LICN: Didn’t it used be seven years?

BH: Yes, the census bureau now says 10 -14 years. If you are going to buy a house for a year or two, who knows? But if you think you will be in it awhile, it is a great opportunity. Prices have come down significantly; rates better than they have ever been. You always want to buy on the way down. More homes on the market, sellers more willing to negotiate, you can get better terms. I use an analogy. Remember Rip Van Winkle? Imagine twenty years ago he went to sleep now wakes up. If I woke up four years ago houses were 40% more, rates are lower than when I went to sleep. Better choices on the market.
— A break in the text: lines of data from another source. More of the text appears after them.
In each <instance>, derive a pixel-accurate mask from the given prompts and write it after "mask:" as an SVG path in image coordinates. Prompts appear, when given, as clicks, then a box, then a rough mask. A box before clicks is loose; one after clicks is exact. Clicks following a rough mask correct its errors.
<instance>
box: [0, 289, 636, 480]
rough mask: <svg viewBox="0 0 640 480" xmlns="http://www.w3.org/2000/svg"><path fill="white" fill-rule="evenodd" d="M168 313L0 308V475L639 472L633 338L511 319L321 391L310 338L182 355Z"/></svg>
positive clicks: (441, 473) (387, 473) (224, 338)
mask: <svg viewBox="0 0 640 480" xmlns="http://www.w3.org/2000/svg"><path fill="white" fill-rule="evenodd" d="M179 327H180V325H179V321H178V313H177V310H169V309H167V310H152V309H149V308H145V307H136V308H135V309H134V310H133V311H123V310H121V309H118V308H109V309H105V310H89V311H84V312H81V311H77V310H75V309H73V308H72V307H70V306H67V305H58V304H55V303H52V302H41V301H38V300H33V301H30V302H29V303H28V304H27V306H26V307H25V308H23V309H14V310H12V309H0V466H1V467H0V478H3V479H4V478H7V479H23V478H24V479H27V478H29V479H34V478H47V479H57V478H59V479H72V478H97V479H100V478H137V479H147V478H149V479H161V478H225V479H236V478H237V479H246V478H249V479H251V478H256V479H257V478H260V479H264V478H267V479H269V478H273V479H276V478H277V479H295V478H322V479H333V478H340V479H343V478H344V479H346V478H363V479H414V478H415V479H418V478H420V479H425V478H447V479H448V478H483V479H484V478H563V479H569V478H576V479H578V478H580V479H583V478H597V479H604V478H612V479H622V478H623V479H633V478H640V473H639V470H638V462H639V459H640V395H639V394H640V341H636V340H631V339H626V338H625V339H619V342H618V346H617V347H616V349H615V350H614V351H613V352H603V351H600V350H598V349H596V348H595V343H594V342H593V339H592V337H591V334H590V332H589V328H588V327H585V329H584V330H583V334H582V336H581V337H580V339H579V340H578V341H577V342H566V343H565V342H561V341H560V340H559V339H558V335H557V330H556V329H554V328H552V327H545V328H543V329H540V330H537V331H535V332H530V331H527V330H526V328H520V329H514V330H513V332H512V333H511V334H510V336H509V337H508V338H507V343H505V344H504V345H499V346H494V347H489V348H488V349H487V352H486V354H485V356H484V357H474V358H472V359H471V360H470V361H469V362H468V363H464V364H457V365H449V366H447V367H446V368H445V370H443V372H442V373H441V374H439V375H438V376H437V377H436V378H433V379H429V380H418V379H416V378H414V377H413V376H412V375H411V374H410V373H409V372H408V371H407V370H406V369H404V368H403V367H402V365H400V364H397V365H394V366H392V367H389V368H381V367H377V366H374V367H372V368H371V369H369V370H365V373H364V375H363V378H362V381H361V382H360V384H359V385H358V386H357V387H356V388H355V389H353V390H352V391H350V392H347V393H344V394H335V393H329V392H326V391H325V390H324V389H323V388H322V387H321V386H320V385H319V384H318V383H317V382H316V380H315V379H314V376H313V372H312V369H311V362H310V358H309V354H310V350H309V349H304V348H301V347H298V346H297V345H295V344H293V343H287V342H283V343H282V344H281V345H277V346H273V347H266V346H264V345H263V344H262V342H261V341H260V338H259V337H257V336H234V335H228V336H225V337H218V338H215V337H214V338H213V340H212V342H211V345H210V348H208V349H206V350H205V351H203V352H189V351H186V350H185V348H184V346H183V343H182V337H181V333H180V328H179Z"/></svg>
And by the way, rates are now better than George Washington could have gotten!



LICN: Going forward, any new industries or fields that you would like to explore?

BH: I think right now Rock of Ages has me occupied creatively. I am enjoying my family, planning vacations, spending more time together. I coach my two little guys, Jake and Jared, love that my two older children work with me, Dan and Nicole. We have our hands full. The mortgage industry is still challenging.
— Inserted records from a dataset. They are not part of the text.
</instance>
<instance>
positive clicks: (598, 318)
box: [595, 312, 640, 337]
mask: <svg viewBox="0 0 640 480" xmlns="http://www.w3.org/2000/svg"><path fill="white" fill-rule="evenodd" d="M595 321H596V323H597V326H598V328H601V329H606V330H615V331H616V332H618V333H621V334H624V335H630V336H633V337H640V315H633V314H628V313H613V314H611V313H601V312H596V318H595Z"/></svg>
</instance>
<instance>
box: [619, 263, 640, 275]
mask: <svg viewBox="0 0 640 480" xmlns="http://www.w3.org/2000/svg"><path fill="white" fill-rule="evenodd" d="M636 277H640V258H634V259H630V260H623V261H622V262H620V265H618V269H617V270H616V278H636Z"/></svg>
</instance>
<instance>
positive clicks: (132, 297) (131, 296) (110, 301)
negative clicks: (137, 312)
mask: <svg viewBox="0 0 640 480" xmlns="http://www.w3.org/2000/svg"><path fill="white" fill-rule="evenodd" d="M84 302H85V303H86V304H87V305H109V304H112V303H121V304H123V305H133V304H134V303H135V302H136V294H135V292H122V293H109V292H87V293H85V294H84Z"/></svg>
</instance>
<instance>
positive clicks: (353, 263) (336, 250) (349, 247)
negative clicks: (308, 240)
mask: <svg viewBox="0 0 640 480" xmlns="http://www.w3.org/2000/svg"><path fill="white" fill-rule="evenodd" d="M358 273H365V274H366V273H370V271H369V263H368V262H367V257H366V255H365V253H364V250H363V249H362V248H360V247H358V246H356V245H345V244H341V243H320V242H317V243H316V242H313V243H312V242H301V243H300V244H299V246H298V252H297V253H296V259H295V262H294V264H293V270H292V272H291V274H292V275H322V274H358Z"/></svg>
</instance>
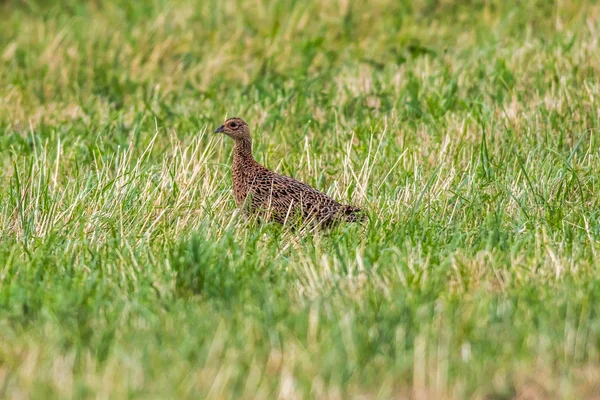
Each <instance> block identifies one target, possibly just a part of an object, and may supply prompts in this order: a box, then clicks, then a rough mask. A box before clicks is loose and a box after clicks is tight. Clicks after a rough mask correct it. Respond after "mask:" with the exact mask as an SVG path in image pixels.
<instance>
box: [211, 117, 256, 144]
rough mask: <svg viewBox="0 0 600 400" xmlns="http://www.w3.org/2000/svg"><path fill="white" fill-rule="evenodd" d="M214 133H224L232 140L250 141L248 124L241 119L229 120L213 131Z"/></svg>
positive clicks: (249, 129) (249, 136) (249, 134)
LICN: Finally, why did you choose to live in Colts Neck?

BH: Moved here in 1987. I always admired it; I loved the quiet family-oriented feel, and it is pretty. The people are great...the sense of community is great. I moved in when I was 27 and have been here since.



LICN: Anything I have not asked that you feel defines you?

BH: Being optimistic. I think we have to be thankful. My parents heard about the United States. All you had to do is bend over and pick up money. I think we all have a great opportunity here. I try and express to my kids that we cannot be too complacent and we have to push ourselves. We all have our special qualities and traits. And we should use them.





Favorite Restaurant
Whispers, Spring Lake

Favorite Music
Love all music but I will say rock

Favorite Movie
Midnight Run with Robert DeNiro

Pet Peeve
Hate when people drive in the left lane of the highway and drive slow and do not let you pass.